『女王様と私』

女王様と私THE QUEEN AND I(スー・タウンゼンド Sue Townsend 橘雅子・訳 第三書館)を読み終えた。エイドリアン・モールのシリーズの作者による作品だったので気になって。1992年に発表されたもの。サブリミナルの広告で圧勝した共和党によって、イギリスのロイヤル・ファミリーがバッキンガムから追い出されて労働者階級の人々の中で普通の生活をさせられる話で、ここではまだダイアナはチャールズと別れていない。実名を使ったフィクションでかなり笑える。女王様が素敵。

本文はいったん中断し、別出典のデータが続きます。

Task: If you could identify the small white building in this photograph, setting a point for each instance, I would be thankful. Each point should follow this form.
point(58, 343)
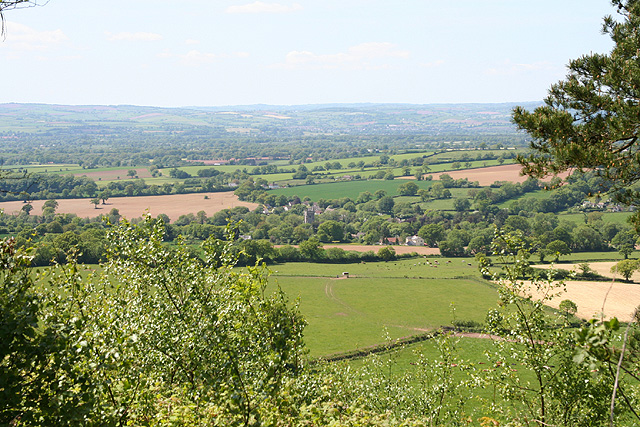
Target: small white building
point(414, 241)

ただ、文中で日本の王女、清子が父と約束して読んでいる本が『船に乗った三人』、すでに読んだ本として『ウィンド・イン・ザ・ウィロー』と『不思議の国のアリス』、『ジェマイマ・パドルダック』、『プー・コーナーの家』があげられていたのだけれど、『プー・コーナーの家』って『プー横丁にたった家』のことでしょう? 有名な翻訳があるのにどういうこと? で、他も気になって調べたら『ウィンド・イン・ザ・ウィロー』は『たのしい川べ』(THE WIND IN THE WILLOWS)、『ジェマイマ・パドルダック』はピーターラビットの『あひるのジマイマのおはなし』(THE TALE OF JEMIMA PUDDLE-DUCK)、どちらも有名で、憶えていないもののあたしだって子どもの頃にたぶん読んでいるはず。石井桃子の訳はお気に召さない? 古い訳が気に入らないなら好きにしてくれてもいいけど、後の2つはどんな本かイメージできないじゃないのよう。『船に乗った三人』だけ心当たりがなくて「船」とか「三人」とかで検索しても分からず困っていたところ、ちょうどバルタザールから電話があったので「原題も分からないのだけれど、「船に乗った三人」っていう意味に近いタイトルでイギリスの有名な児童書知らないかしら?」と聞いてみたら、『ボートの三人男』(THREE MEN IN A BOAT)! 原書がないから確認できないけれど、きっとまさしく、それ。素敵! これは知らなかったけれど有名なのだそう。勝手な邦題つけないで。
それから、HELP THE AGED(PULPにこんな曲があったわよね)のことを「ヘルプ・ザ・エイジド」って書いているし。妹があたしをなだめるためにいうには「『ザ』って書かないと日本人は『the』のことだと分からないかもという配慮なんじゃない?」って。なるほどね。
英語もできないし英国通でもない人間がこれだけご立腹って、うふふ。